Es klappt nur in Jerusalem nicht. Und das hängt damit zusammen, dass die Religion hier auch missbraucht wird, um politische Dinge durchzusetzen, und das geschieht hier nun eben. Wenn Sie in den letzten Jahren, also 2014, '15, '16 über den Tempelberg gehen, dann sehen Sie ja, wie aufgeheizt die Lage ist, und zwar in dem Fall, weil seit 2014 rechtsgerichtete jüdische Bewohner, und das sind nicht mehr als 2,5 Prozent der Landesbevölkerung, einfach sagen, ja, wir müssen da auf dem Tempelberg beten.
Und nun wird ja jeder sagen, beten kann man überall, das ist wunderbar, lasst sie doch dort beten. Aber wenn man dann sieht, wie sie es tun – also letztes Sukkot-Fest –, dann wird eben – eine Sukka wird aufgebaut, dann werden öffentliche Gebete da, also Gottesdienste durchgeführt. Und genau das ist ja eigentlich nicht erlaubt, das ist gegen die Spielregel.

"Kampf um den Tempelberg so unnötig wie ein Kropf"

Andrea Gerg: Und da wird ja Religion auch instrumentalisiert, nicht?
Vieweger: Natürlich. Also, Sie müssen mal sehen, als man hier wirklich Frieden schaffen konnte, und das war 1994, 1995, Rabin und Arafat, damals ist in Paragraf 12 des Friedensvertrages mit Jordanien geschrieben worden, dass der jordanische König auch der Herr der islamischen Heiligen Stätten ist. Und man hat sogar 1967, als die siegreiche israelische Armee über die Ost-Stadt dann geherrscht hat, selbstverständlich den Muslimen zugesprochen, dass eben ein ??? einer muslimischen Stiftung dann eben dort für Ordnung sorgt und für die Regeln sorgen kann.

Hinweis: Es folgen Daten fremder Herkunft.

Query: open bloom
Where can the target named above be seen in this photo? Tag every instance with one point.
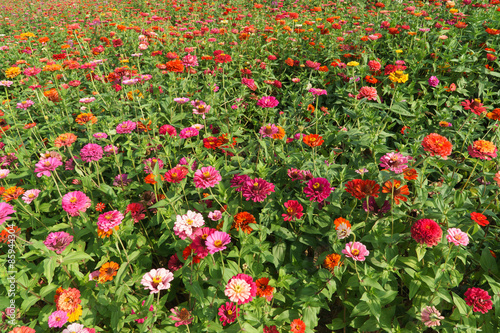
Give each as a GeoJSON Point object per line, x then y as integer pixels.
{"type": "Point", "coordinates": [356, 251]}
{"type": "Point", "coordinates": [157, 279]}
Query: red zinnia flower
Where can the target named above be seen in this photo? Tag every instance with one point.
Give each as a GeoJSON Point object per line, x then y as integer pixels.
{"type": "Point", "coordinates": [479, 219]}
{"type": "Point", "coordinates": [361, 188]}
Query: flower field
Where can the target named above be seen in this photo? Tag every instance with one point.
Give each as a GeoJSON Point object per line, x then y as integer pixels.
{"type": "Point", "coordinates": [306, 166]}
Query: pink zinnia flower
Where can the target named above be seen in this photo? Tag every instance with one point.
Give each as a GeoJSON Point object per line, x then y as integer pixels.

Und insofern ist dieser Kampf um den Tempelberg so unnötig wie ein Kropf. Und er ist eben seit 2014 in dieser Stadt angekommen, und das hat die Lage so vergiftet, dass nun die arabische Seite ihrerseits ihre starken Karten zieht und die UNO instrumentalisiert. Und wir haben nun wiederum eine aufgeladene Situation, und wir werden sehen, was der nächste Schritt ist. Also kein Schritt zum Frieden. Da ist die UNESCO nicht wirklich gut beraten gewesen, das zu tun.

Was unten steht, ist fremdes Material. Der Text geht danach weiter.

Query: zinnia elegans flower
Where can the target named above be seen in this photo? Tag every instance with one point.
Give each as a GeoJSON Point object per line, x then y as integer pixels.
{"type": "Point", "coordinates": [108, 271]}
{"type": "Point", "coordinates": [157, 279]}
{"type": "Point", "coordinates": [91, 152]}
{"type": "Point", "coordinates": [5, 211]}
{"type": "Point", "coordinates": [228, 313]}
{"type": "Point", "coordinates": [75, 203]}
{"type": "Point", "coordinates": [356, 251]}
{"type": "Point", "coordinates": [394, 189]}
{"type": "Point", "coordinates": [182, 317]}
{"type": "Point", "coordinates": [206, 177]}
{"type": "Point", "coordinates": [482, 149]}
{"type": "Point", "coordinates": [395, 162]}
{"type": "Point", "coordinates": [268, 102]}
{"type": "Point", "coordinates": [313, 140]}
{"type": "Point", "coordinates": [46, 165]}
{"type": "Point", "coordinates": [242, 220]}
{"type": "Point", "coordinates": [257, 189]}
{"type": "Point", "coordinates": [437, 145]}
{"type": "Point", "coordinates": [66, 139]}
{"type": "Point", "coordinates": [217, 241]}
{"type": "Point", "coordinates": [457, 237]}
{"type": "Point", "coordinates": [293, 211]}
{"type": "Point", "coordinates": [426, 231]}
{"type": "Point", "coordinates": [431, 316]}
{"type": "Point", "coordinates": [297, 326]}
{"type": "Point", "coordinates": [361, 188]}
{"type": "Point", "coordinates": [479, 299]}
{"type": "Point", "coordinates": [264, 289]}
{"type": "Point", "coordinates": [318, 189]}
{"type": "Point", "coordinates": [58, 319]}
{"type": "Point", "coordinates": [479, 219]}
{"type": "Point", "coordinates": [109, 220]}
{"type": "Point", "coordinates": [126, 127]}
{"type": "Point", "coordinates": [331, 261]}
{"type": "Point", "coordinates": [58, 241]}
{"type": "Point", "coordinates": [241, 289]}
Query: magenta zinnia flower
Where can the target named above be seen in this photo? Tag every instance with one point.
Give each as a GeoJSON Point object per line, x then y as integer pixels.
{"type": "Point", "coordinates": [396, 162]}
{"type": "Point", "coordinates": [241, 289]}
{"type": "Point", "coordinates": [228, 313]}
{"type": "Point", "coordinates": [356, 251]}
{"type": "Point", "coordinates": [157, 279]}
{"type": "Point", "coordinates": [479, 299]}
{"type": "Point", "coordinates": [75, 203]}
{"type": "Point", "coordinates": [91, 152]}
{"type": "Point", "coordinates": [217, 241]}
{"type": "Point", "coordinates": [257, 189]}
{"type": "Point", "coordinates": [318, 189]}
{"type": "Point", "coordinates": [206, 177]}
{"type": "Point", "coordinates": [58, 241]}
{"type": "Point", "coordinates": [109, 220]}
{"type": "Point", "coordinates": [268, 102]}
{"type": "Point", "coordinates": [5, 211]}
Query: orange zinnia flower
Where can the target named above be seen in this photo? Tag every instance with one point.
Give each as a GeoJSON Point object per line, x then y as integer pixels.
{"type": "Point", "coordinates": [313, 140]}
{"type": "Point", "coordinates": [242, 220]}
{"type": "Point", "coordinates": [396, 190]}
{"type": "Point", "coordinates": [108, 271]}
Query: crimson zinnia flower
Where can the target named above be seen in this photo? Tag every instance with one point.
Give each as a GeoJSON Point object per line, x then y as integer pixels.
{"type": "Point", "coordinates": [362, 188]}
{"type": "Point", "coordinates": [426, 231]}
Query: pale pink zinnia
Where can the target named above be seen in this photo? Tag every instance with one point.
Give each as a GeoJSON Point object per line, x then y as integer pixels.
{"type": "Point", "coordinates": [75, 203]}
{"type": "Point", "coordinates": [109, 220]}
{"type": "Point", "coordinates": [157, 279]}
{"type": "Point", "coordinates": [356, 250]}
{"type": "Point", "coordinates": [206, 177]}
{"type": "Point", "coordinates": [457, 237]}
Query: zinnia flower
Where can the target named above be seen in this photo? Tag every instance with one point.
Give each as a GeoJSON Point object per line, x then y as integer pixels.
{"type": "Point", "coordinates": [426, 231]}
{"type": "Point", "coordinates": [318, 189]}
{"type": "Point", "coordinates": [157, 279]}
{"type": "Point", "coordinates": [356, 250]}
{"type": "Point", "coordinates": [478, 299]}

Andrea Gerg: Das heißt, Sie denken auch, dass das noch Konsequenzen haben wird, dieser Vorfall jetzt?
Vieweger: Wenn Israel die Zusammenarbeit mit der UNESCO aussetzt, dann setzt sie die Zusammenarbeit aus mit vielen heiligen und alten Stätten hier in Israel. Das heißt also schon einmal, in diesen ganzen Dingen und der Sorge für das Altertum, das auch immer hier mit Religion verbunden ist, und mit einem Ausgleich zueinander ist schon mal ein Bärendienst getan worden. Und wer den Frieden hier schaffen will oder wer hier wirklich ernsthaft einmal den gordischen Knoten durchschlagen will, der darf nicht im Sinne von einem Skatspiel dann immer seinen Trumpf ausspielen, sondern er muss auch einfach mal einhalten, zwei Schritte zurückgehen und sagen, das muss jetzt mal einfach vernünftig geklärt werden. Aber in dieser Situation sind wir einfach in Jerusalem derzeit nicht.
Andrea Gerg: Der Theologe und Archäologe Dieter Vieweger. Vielen Dank für dieses Gespräch!
Vieweger: Ich danke Ihnen auch. Schöne Grüße nach Berlin!
Äußerungen unserer Gesprächspartner geben deren eigene Auffassungen wieder. Deutschlandradio Kultur macht sich Äußerungen seiner Gesprächspartner in Interviews und Diskussionen nicht zu eigen.